This work addresses the long-standing absence of a truly quasi-linear time, output-sensitive algorithm for multiplying sparse polynomials with integer coefficients. By integrating modular black-box interpolation with sparse interpolation techniques, the authors present the first algorithm achieving rigorous quasi-linear bit complexity in this setting. Their approach refutes a prior claim of having resolved the problem and establishes output-sensitive quasi-linear bit complexity for integer-coefficient sparse polynomial multiplication. Moreover, over finite fields, the method further optimizes the bit complexity to be linear in the number of terms, the logarithm of the degree, and the logarithm of the field size.

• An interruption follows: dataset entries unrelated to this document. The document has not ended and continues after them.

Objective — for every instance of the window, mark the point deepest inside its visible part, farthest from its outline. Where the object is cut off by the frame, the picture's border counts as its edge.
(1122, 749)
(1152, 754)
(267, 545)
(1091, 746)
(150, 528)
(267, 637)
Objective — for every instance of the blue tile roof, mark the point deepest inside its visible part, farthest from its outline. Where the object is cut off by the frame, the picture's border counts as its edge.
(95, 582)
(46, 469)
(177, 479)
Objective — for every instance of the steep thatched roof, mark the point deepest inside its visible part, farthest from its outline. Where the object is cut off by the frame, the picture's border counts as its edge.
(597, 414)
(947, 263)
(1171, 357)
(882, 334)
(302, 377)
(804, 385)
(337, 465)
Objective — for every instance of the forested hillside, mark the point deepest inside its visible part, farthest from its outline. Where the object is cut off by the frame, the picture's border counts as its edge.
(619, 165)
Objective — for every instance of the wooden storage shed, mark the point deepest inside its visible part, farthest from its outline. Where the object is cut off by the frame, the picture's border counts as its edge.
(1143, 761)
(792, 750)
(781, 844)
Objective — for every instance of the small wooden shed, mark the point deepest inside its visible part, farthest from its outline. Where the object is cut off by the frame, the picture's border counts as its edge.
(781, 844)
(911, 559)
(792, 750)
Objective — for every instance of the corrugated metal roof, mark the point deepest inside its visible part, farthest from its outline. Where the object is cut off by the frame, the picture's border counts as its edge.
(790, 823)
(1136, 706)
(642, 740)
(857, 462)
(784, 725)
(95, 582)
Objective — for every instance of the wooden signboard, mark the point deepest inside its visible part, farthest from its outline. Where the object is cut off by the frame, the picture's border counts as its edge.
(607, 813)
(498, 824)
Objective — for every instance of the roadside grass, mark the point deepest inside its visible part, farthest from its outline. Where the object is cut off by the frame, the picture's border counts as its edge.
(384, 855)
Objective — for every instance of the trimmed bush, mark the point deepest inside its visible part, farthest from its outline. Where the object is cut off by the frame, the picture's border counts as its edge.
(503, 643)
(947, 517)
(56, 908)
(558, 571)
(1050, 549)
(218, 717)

Sparse polynomial multiplication is a fundamental problem in computer algebra and the theory of computation, and the development of a quasi-linear time output-sensitive multiplication algorithm has been posed as an open challenge. In this paper, a counterexample is provided to a previously claimed solution to this open problem for integer coefficients. By employing the existing quasi-linear modular-black-box interpolation algorithm, we are able to provide an algorithm with quasi-linear bit complexity for the integer coefficients setting. Furthermore, in the case of coefficients over a finite field, we obtain an algorithm whose bit complexity is linear in the number of terms, the logarithm of the degree, and the logarithm of the size of the finite field.